An Australian study is aiming to develop a nurse-led evidence-based model of care to reduce the heightened risk of developing cardiovascular disease currently experienced by breast cancer survivors.
Breast cancer treatment increases the risk of cardiovascular disease, Australia’s biggest killer, yet researchers say no formal clinical pathway exists to prevent, monitor and manage the larger risk, leading to care that is often fragmented and variable.
Breast cancer is the most commonly diagnosed cancer in Australia, accounting for more than 13% of all new cancers and 28% of all cancers diagnosed in women.

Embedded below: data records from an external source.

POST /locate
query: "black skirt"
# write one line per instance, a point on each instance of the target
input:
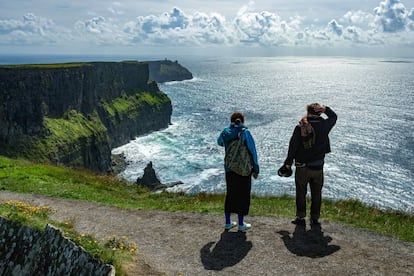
(238, 193)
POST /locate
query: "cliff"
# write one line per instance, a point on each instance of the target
(167, 70)
(75, 113)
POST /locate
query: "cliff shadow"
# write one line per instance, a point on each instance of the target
(312, 243)
(228, 251)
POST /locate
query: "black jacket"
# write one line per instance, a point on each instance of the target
(316, 153)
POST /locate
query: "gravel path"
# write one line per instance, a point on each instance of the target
(195, 244)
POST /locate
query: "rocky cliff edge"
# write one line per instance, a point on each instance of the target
(75, 113)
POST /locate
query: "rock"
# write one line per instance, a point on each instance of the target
(75, 113)
(149, 179)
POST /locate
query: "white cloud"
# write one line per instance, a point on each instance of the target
(31, 30)
(388, 24)
(391, 16)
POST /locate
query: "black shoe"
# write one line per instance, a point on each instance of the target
(315, 222)
(299, 221)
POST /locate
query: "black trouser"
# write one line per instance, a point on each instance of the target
(238, 193)
(303, 176)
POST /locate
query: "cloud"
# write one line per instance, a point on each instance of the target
(390, 23)
(391, 16)
(31, 30)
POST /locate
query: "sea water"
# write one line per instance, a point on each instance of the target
(372, 156)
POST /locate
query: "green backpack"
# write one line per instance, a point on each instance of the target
(237, 157)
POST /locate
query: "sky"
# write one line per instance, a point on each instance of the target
(210, 27)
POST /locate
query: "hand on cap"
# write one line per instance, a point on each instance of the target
(320, 108)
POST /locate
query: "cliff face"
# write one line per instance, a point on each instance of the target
(167, 70)
(75, 113)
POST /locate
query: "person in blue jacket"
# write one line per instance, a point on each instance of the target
(238, 187)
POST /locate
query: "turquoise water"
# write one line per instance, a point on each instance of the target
(372, 143)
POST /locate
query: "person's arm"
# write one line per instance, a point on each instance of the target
(293, 147)
(332, 117)
(220, 140)
(248, 138)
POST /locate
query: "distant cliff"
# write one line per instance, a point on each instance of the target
(75, 113)
(167, 70)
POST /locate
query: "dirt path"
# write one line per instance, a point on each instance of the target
(195, 244)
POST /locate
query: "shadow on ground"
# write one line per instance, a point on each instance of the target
(228, 251)
(311, 243)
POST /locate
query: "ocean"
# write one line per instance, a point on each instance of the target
(372, 156)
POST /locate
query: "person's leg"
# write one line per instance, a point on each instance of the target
(228, 217)
(241, 219)
(229, 200)
(301, 182)
(316, 184)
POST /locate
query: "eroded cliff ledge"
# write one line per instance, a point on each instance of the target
(75, 113)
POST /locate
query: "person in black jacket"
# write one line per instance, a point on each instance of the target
(307, 148)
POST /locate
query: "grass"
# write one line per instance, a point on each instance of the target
(111, 250)
(22, 176)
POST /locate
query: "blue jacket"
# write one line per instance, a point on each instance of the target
(231, 133)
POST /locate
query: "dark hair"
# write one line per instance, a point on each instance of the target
(311, 109)
(237, 118)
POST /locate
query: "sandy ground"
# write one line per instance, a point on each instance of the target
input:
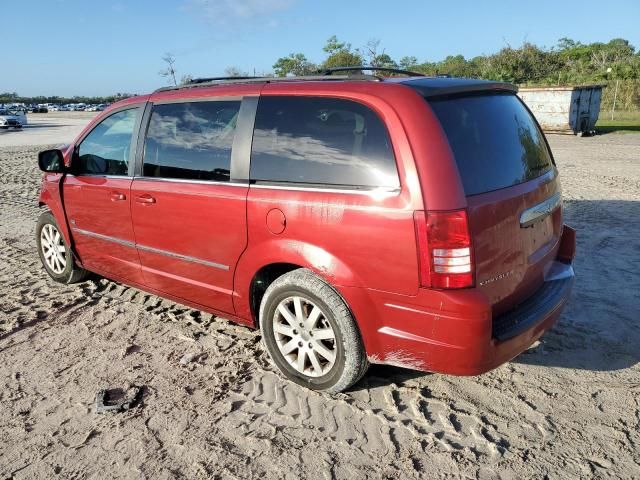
(568, 408)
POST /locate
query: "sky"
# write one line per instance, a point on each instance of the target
(102, 47)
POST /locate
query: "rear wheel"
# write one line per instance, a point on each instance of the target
(310, 333)
(55, 253)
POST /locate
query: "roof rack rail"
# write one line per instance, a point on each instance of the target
(214, 79)
(209, 82)
(409, 73)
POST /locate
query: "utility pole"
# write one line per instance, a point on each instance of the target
(615, 96)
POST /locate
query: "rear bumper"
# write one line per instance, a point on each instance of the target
(459, 336)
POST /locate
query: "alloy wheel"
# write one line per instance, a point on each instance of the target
(53, 249)
(304, 336)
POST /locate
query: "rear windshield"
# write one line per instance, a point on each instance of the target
(495, 141)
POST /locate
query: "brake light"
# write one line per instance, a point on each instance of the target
(444, 249)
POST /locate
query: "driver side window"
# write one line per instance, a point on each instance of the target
(106, 150)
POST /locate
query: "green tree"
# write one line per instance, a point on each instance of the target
(340, 54)
(408, 63)
(295, 64)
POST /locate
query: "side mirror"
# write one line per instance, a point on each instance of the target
(51, 161)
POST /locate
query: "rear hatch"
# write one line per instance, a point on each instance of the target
(513, 195)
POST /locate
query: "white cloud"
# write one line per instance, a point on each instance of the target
(222, 11)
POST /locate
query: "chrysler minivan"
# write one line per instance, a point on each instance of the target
(352, 218)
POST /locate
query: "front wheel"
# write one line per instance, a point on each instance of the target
(55, 253)
(310, 334)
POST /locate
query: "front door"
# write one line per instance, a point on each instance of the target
(189, 216)
(97, 197)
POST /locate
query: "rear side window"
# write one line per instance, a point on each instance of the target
(495, 141)
(191, 140)
(322, 141)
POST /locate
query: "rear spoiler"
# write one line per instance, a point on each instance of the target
(462, 89)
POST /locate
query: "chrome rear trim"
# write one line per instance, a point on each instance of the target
(540, 211)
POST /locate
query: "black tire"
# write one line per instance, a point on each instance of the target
(350, 362)
(71, 273)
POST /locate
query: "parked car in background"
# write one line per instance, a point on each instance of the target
(9, 119)
(411, 221)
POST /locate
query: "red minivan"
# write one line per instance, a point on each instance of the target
(354, 219)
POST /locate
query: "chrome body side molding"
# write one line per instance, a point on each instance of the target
(145, 248)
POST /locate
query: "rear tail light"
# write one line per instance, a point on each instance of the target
(444, 249)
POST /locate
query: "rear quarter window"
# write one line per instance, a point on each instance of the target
(321, 141)
(495, 141)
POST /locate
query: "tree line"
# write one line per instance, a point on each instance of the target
(569, 62)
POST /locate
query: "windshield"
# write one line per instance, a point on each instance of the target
(495, 140)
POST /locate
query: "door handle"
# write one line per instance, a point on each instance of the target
(117, 196)
(145, 199)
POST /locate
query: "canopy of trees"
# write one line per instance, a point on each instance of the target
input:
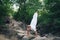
(48, 10)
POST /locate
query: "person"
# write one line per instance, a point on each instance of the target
(32, 25)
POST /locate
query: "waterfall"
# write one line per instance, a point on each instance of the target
(34, 21)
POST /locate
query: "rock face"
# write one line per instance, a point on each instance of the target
(18, 32)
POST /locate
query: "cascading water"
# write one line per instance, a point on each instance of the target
(34, 21)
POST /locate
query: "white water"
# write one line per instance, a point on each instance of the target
(34, 21)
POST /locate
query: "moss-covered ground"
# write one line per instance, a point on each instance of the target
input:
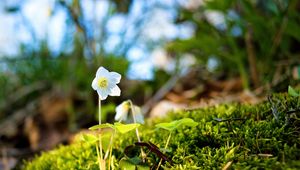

The two-year study will develop a framework for effective, evidence-based care that embeds cardiovascular risk management into breast cancer care to enable patients to reduce their risk and access appropriate services in a timely manner whilst coping with the pressures of cancer treatment.
The project is funded by a $290,000 grant from the National Breast Cancer Foundation and brings together Flinders University cancer, cardiology and nursing experts who will develop the integrated care model across cancer and cardiology.
Project lead, Professor Bogda Koczawara, who runs the Cancer Survivorship Research Group at the Flinders University for Innovation in Cancer, says many cardiovascular risk factors can be addressed through lifestyle interventions.
“These include weight reduction, diet, exercise as well as medication,” Professor Koczawara says.
“While guidelines exist for managing cardiovascular disease during cancer treatment, the risk factors not related to cancer are often neglected – meaning strategies to improve heart prospects for cancer survivors can be overlooked.
“Neglecting these represents a missed opportunity for better outcomes in terms of cancer and cardiovascular disease.”
The research team also includes Flinders College of Nursing and Health Sciences’ Professor Robyn Clark, a Fellow with the Heart Foundation, who underlined that the project would demonstrate the vital role nurses play in cardiac and cancer care.
“The outcome will be a practical model, led by nurses, which will facilitate a safe journey through cancer treatment and give breast cancer survivors every opportunity to significantly reduce their risk of heart disease,” Professor Clark says.
“We will also be evaluating how it’s impacting on actual health outcomes – including quality of life, and cardiac events.”